Section titled “Binance Futures + Interactive Brokers in the same release”

v1.139 lands both. Binance Futures was the most-requested adapter for crypto users; Interactive Brokers was the gateway for the entire TradFi audience. Releasing them together is a deliberate signal: the platform is not a crypto trading library, and not a TradFi library — it’s an engine that accommodates both.

NautilusKernel is the single most important decision in this chapter

Section titled “NautilusKernel is the single most important decision in this chapter”

The unification of backtest and live runtimes under one kernel is the “research-to-live parity” delivery. Until this point, “the same strategy runs in both” was aspirational; after this point, it is mechanical. Every engine improvement now lands in both backtest and live with no extra work.

  • bracket_order flatten terminologyflatten_position()close_position() (more conventional).
  • PerformanceAnalyzer — renamed PortfolioAnalyzer.
  • hyperopt — moved to optional extra; removed as a default dependency.
  • CCXT-via-CCXT venues — the Binance Futures release marks the beginning of CCXT’s slow death. The hand-written path is preferred.
  • msgpack as the primary serialiser — replaced by msgspec (msgpack briefly survives as a niche option).

FTX was added during this chapter and lived through several releases. It was removed in v1.159 (Nov 2022) — chapter 7’s window — unsurprisingly, just after the FTX exchange itself collapsed. The maintainer kept the adapter long enough that users with active accounts could withdraw, then ripped it out. Searching for Remove FTX integration in the git log lands on the killing commit (e46f886e61). Lesson: adapter inclusion is not a long-term promise; venues come and go.

Why is OrderEmulator part of the engine and not part of each adapter?

Section titled “Why is OrderEmulator part of the engine and not part of each adapter?”

If every adapter implemented its own emulation, the same bug would be written 14 times. By centralising emulation in the engine, the venue adapters can stay thin (they translate native orders only). The cost is that the matching-core invariants live in the engine, not on the venue — but that aligns with the “research-to-live parity” goal: backtest fills and live emulated fills go through the same code.

Why was NautilusKernel not the original design?

Section titled “Why was NautilusKernel not the original design?”

It was probably aspirational from chapter 1, but the codebase wasn’t clean enough. Until the Cache was unified (chapter 5) and the MessageBus existed, there was nothing common enough to extract a “kernel” out of. Once those two abstractions were in place, the extraction was almost mechanical. v1.141 simply finishes the job.

Did the IB adapter ship complete in v1.139?

Section titled “Did the IB adapter ship complete in v1.139?”

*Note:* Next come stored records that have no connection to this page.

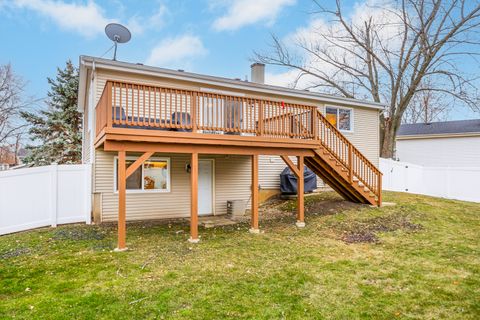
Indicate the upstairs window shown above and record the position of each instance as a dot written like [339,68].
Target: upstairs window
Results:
[152,176]
[341,118]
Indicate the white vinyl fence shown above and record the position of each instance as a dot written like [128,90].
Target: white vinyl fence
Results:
[459,183]
[44,196]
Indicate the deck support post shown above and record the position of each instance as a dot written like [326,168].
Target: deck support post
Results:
[254,220]
[122,186]
[194,199]
[300,191]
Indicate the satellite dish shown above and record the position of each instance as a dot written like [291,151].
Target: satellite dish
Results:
[118,34]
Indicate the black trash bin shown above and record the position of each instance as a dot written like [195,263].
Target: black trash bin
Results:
[288,181]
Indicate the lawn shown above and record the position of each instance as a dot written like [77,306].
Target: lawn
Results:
[419,259]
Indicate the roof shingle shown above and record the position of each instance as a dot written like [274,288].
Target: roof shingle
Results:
[446,127]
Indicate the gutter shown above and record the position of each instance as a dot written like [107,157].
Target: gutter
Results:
[438,135]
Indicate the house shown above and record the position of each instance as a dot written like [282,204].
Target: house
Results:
[166,143]
[433,144]
[7,158]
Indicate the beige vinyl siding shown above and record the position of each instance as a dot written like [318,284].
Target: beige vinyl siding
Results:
[233,173]
[366,131]
[232,182]
[365,135]
[437,152]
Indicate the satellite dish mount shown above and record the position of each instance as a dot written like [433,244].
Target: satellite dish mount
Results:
[118,34]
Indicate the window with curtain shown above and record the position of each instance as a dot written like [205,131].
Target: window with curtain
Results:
[341,118]
[153,175]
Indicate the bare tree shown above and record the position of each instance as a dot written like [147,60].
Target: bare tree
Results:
[11,103]
[385,53]
[428,106]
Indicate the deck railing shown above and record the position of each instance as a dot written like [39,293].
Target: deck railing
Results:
[129,105]
[151,107]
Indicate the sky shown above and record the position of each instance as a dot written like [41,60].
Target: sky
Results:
[214,37]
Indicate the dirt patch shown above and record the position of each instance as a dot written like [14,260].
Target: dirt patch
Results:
[12,253]
[79,234]
[330,207]
[367,231]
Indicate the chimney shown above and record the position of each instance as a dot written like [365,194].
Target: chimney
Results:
[258,73]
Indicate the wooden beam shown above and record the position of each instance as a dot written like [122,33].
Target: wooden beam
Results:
[194,198]
[134,166]
[130,146]
[254,220]
[291,165]
[122,186]
[300,193]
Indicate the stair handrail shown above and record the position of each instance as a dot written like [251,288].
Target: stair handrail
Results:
[373,183]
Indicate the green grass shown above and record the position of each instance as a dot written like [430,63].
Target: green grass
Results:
[423,262]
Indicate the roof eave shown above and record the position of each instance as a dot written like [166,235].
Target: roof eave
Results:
[233,84]
[438,135]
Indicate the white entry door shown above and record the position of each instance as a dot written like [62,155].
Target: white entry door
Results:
[205,187]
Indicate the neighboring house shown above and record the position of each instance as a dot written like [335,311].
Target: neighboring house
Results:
[433,144]
[193,142]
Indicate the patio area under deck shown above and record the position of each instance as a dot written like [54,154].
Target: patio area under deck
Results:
[145,119]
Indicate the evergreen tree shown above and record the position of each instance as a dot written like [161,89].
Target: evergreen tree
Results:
[57,131]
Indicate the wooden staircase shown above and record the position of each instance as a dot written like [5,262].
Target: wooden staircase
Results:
[342,166]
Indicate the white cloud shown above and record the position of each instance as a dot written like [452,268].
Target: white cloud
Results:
[308,36]
[245,12]
[86,19]
[176,52]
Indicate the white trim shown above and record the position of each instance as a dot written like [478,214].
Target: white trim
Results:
[169,173]
[86,62]
[352,117]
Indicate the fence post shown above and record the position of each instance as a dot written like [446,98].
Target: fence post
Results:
[110,106]
[350,163]
[53,194]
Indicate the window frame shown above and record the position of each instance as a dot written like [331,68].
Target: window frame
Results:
[142,190]
[352,117]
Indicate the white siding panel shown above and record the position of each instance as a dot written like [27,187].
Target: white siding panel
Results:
[232,182]
[440,152]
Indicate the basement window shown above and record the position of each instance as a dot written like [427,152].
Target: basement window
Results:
[341,118]
[152,176]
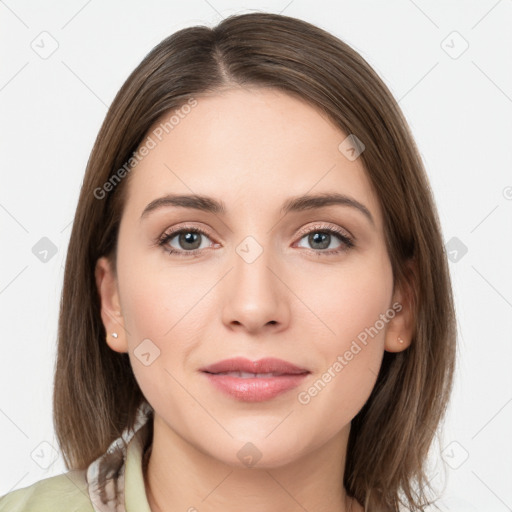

No — it shipped beta. There’s a long tail of fixes through chapters 7 and 8 (“Numerous fixes to the Interactive Brokers adapter, thanks @limx0 and @rsmb7z” appears in nearly every release note for two years). IB’s API surface is enormous; getting it production-ready took about a year and external contributor effort.

  • When you see code branching on Environment.BACKTEST vs Environment.LIVE, that is post-v1.141 design. Pre-v1.141 branching looked like “different class trees”.
  • OrderEmulator is transparent to a strategy. The strategy submits an OCO; the emulator decides whether to submit one leg or both, depending on venue capability. If you’re debugging “my order didn’t go to the venue”, check the emulator — it might be holding it.
  • msgspec Struct types are the convention for configs. Don’t use dataclasses. Don’t use Pydantic for new config types. Don’t roll your own. The serialization layer assumes msgspec.
  • TradeId (renamed from ExecutionId in v1.138) is the venue’s fill identifier, not Nautilus’s internal ID. Don’t conflate it with OrderFilled.event_id.